A guide to web hosting security
In this article, I’ll provide an overview of things to look for when evaluating Web hosting security—as well as checklists for guidance. I wanted to find an acronym that describes a strategy anyone can use. I found a great example posted on Wikipedia (http://en.wikipedia.org/wiki/STRIDE_(security)): “STRIDE is a system for classifying computer security threats developed by Microsoft. It provides a mnemonic for security threats in six categories.” STRIDE stands for
- Spoofing of user identity
- Information Disclosure (privacy breach or Data Leak)
- Denial of Service
- Elevation of privilege
You can use the acronym as a measurement no matter whether you're developing an application, purchasing a third-party solution, or using an external service. Simply put, do NOT trust anyone, anything, any part of the data, or the infrastructure until it has been validated.
Know Your Requirements
Define your requirements by putting a project plan together. Knowing your needs when approaching a hosting provider can help clarify if they can meet your security needs. The sooner you engage your provider, the more secure your site can be. Here are two sample scenarios.
Scenario 1: ABC Company has been in business for several years and has a large Internet presence. The server configuration uses 13 servers in a web farm behind a hardware load-balancer. The Web farm has multiple Web sites, some of which perform e-commerce transactions. The databases are hosted on a clustered system providing high availability. Two other application servers perform utility and background functions. One of the utility servers hosts a third-party application that is accessed via remote desktop by multiple users from all over the world. In this scenario, here are the requirements:
- Remote Access via remote desktop securely
- Hardware load-balancer
- SSL (secure socket layer) needed for e-commerce
- PCI compliance
- Dedicated VLANs (virtual local area networks) for servers. You could have a VLAN for Web, application servers, and database
- Dedicated firewall
- VPN solution to allow private access to data
Scenario 2: XYZ Company makes "the example widget." This product has been on the market for a few months. Their market is small and has a growing niche market. XYZ Company sells their product via their website. They are using a shared hosting plan.
- SSL for e-commerce
- PCI Compliance
These examples describe how companies would use Web hosting differently. Although the first example was more complex, each requirement is necessary for their particular business. When you're evaluating your requirements, put together something similar to these examples. It can help clarify issues when engaging your web hosting provider.
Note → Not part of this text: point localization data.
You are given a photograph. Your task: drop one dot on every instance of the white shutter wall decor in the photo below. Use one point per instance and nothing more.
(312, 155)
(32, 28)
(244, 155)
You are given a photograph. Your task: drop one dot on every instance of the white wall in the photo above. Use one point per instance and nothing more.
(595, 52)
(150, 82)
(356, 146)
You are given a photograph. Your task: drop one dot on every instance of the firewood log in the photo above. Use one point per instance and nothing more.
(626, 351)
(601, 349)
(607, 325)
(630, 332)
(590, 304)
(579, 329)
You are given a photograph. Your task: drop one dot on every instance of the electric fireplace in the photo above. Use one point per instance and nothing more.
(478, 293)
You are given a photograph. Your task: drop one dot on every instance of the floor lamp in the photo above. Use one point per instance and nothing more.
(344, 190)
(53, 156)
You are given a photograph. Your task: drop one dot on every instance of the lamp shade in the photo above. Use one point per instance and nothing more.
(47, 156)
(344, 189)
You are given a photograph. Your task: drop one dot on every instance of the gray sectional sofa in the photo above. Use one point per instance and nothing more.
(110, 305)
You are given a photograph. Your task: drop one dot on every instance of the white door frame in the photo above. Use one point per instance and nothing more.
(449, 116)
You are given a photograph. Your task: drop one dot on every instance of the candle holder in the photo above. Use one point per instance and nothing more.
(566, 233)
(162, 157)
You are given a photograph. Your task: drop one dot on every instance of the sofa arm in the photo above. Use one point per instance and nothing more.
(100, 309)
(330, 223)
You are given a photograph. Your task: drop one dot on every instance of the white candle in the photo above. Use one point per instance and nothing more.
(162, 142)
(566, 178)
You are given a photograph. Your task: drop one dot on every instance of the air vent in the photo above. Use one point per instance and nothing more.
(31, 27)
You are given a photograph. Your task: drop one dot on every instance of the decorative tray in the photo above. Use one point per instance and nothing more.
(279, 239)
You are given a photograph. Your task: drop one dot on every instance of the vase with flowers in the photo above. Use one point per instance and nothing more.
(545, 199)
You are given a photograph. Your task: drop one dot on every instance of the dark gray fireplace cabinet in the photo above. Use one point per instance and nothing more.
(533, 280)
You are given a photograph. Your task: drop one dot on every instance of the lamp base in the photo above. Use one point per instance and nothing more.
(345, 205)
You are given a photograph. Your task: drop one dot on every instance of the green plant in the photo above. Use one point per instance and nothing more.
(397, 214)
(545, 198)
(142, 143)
When developing an application, using the STRIDE strategy can ensure you have a secure application.
- Validate ALL user defined input before using inside a SQL statement or stored procedures
- Protect against cross-scripting attacks
- Have error checking (exceptions will happen!)
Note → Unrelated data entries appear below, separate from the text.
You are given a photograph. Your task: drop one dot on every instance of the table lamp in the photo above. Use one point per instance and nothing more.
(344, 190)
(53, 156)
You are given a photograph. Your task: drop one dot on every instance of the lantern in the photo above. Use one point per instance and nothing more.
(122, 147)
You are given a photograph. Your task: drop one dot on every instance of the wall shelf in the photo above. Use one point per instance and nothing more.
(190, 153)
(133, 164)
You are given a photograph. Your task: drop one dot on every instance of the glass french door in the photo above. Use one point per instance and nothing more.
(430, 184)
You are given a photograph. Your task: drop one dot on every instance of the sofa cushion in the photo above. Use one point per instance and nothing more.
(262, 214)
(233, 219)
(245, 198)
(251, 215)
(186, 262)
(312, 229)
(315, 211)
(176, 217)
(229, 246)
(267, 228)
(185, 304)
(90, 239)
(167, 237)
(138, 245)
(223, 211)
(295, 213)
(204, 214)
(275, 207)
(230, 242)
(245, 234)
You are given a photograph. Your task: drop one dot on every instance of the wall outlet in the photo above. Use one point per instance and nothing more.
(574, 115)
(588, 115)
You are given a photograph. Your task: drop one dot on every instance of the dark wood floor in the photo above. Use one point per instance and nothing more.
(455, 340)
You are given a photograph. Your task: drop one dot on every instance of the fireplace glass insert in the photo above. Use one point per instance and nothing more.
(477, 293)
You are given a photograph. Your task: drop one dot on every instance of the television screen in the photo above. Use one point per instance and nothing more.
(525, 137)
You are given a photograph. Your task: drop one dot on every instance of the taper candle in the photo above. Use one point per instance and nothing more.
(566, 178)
- If possible, Do NOT store usernames or passwords inside configuration files
- Use encryption to protect sensitive data inside configuration files
- Use SSL to protect sensitive data
The checklist above is meant to highlight some best practices in application development. From a web hosting perspective, one of the items mentioned was encryption. ASP.NET provides built-in encryption using RSA and DPAPI methods. Using these methods can help protect sensitive sections such as connectionStrings and custom application settings. Check whether your provider supports encryption. I’ve worked with clients to have encryption keys on a remote server, which the developer would import on their local machine. This was helpful because the client could control encrypted settings without engaging the provider. You'll find an article on this approach at http://www.asp.net/Learn/data-access/tutorial-73-cs.aspx.
SQL injections are a common way web applications are exposed. Microsoft has released a module called URLScan 3.1, which can protect a server/site against SQL injection attacks. Many of the benefits have also been added to the Request Filter module, which is new to Windows Server 2008. You shouldn't use URLScan or Request filter module as a substitute for validating user input and secure coding practices. For more information, go to the IIS.net community site (http://www.iis.net/extensions/UrlScan.)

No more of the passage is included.